Шаг за шагом, буквы и цифры приводили к новым пометкам, не дающим прямых ответов, но создающим видимость диалога. Маршал почти чувствовал чужое дыхание, широкую улыбку и взгляд стальных глаз. Тень, а это был, вероятнее всего, именно он, определённо развлекался, оставляя эти маленькие головоломки. Трудно было представить, какое же наслаждение он испытывал, представляя себе в красках метания Маршала по библиотеке в попытках найти книгу с ответом на следующий вопрос.
«Когда всё это закончится?» — было написано больше в порыве чувств, проступивших под конец работы.
«Развязка нашей пьесы близка, господин Маршал» — коротко и просто значилось на форзаце раритетного издания Шекспира.
Под последней записью не было больше никаких букв или цифр, завершавших все предыдущие пометки. Это действительно было последним ответом. Десятую ночь Маршал провёл, стирая пометки и расставляя книги по местам.
Вечер начался праздничным ужином, накрытым в главном зале по случаю удачно завершённой сделки. Гости сидели за столом, пили вино и обсуждали всё на свете. Мужчины говорили о политике, экономике и планах на будущее. Женщины обсуждали наряды, детей и мужей. Всё проходило мирно, и Маршал даже успел расслабиться, хоть и чувствовал себя обычно в роли хозяина приёма неуютно.
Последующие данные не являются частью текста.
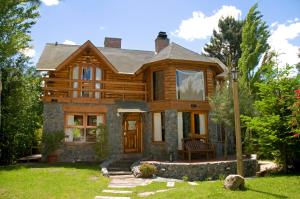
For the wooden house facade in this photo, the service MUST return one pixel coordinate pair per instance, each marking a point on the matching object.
(148, 100)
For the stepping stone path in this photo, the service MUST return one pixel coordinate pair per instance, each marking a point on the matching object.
(170, 184)
(129, 181)
(193, 183)
(111, 197)
(117, 191)
(145, 194)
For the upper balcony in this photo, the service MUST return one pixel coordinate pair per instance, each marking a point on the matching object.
(88, 91)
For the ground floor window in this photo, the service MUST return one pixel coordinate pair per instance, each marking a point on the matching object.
(82, 127)
(159, 127)
(191, 124)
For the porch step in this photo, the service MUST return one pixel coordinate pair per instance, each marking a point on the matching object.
(119, 168)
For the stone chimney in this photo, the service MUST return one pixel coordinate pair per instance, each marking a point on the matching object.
(112, 42)
(161, 41)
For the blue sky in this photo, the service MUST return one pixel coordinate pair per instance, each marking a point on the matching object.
(187, 22)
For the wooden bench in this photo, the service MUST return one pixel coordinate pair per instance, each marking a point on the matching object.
(191, 146)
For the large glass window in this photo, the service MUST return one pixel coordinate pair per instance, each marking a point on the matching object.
(159, 127)
(191, 124)
(158, 85)
(82, 127)
(190, 85)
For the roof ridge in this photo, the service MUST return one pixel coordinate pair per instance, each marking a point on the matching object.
(58, 44)
(102, 47)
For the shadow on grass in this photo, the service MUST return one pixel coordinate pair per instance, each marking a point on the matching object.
(78, 165)
(266, 193)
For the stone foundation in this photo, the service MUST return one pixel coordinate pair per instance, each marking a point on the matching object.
(77, 152)
(203, 170)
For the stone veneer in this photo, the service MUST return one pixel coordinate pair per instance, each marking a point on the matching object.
(203, 170)
(161, 150)
(69, 152)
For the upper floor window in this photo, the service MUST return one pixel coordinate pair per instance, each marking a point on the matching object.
(158, 85)
(87, 74)
(190, 85)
Истошный визг разделил одиннадцатую ночь на две части. Одновременно с визгом раздался и звон бокалов — служанка уронила поднос, стояла, прижав руки к груди, и с суеверным ужасом смотрела на стену, где, словно выводимые невидимой рукой проступали слова:
«Чуть жизни ты подашь пример кровавый,
Она тебе такой же даст урок».
Маршалу на миг показалось, что на его шее затянули удавку — воздух будто выбили из лёгких. Алые буквы одна за другой проступали на стене, отдельные капли скользили вниз, но очертания оставались ровными и читаемыми. Жидкость же слишком походила на кровь. Да и цитата из «Макбет» не настраивала на веселье. Кому-то из женщин стало дурно. Мужчины оглядывались в поисках невидимо врага, но по лицам было ясно, что чувствуют они себя вовсе не столь браво, как хотели бы показать. Гостей с трудом удалось успокоить. Маршал поручил прислуге развести тех, кто оставался на ночь, по комнатам. Сам же он стоял у стены, разглядывал надпись, силясь понять, как можно было провернуть подобное при полном зале людей, и курил, стряхивая пепел прямо на пол, чего не позволил бы себе ранее. Ночь была полностью испорчена.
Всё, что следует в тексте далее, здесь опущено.